Надя собралась уходить, но Николай удержал ее. Он заговорил о себе, о своем одиночестве...
Надя покраснела. Она увидела усталое лицо своего друга, запавшие черные глаза; на гимнастерке нехватало пуговиц, сквозь прорванный рукав виднелась нечистая рубаха.
Она вздохнула. Он взял ее за руки и сильно пожал их.
— Немного позже я перееду. Дай только привыкнуть к мысли, что я твоя жена...
— Ты хорошая, Надя... И я счастлив! Ты даже не представляешь, как я счастлив...
4
Узнав о столкновении инженера Коханец с начальником доменного цеха, Гребенников вызвал Роликова к себе.
Роликов вошел в кабинет с невозмутимым видом и, не ожидая приглашения, сел в широкое кресло, стоявшее возле стола. Инженеру было лет сорок восемь; подвижной, беспокойный, он казался значительно моложе. Несколько секунд смотрел он молча на Гребенникова, причем смотрел не в глаза, а на ухо или висок.
— Послушайте, что у вас там происходит? — спросил глухим голосом Гребенников, раздраженный видом и поведением Роликова.
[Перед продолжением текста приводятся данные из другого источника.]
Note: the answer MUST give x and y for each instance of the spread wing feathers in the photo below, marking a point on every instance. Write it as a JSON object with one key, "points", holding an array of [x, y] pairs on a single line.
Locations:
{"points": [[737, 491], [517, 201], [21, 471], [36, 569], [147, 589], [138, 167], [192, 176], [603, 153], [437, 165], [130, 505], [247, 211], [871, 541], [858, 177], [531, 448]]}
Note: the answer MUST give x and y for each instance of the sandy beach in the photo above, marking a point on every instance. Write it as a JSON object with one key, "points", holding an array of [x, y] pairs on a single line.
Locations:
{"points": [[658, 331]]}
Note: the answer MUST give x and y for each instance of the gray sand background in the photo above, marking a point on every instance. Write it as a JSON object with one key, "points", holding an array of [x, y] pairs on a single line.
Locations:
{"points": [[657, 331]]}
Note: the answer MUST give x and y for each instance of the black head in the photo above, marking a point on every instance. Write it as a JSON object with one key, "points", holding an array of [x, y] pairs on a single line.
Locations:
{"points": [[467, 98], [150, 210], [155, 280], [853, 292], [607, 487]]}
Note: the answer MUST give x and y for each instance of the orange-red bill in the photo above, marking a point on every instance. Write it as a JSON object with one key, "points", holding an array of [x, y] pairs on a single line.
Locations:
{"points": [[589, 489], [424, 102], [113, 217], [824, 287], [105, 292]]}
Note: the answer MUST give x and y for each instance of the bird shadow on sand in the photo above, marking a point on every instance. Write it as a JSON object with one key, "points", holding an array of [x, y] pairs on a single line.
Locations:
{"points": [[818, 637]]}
Вопрос вывел начальника цеха из деланного равнодушия.
— Происходят у нас, Петр Александрович, безобразия! Самые настоящие безобразия. И, извините, покровительствуете этому вы!
Гребенникова взорвало:
— Безобразия? Каким безобразиям я покровительствую? Вы отвечаете за свои слова? И что за тон? — Кровь прилила к обмороженному лицу Гребенникова, оно стало малиновым.
Роликов не смутился.
— Говорю, безобразия у нас в цехе творятся, и вы, товарищ начальник, покровительствуете. У меня достаточно фактов. И мне нечего бояться говорить правду.
— Факты? Какие факты? Да говорите же, черт вас побери! — гремел Гребенников, не в силах сдержаться, как это бывает с людьми, которые редко выходят из себя.
— Факты имею, я вам их доложу. Стройка — это не игра в песочек. И я не хочу отправляться в Соловки!
— Слушаю вас, товарищ Роликов, — сказал как мог спокойнее Гребенников. — Говорите же наконец! — он встал из-за стола и больше не садился.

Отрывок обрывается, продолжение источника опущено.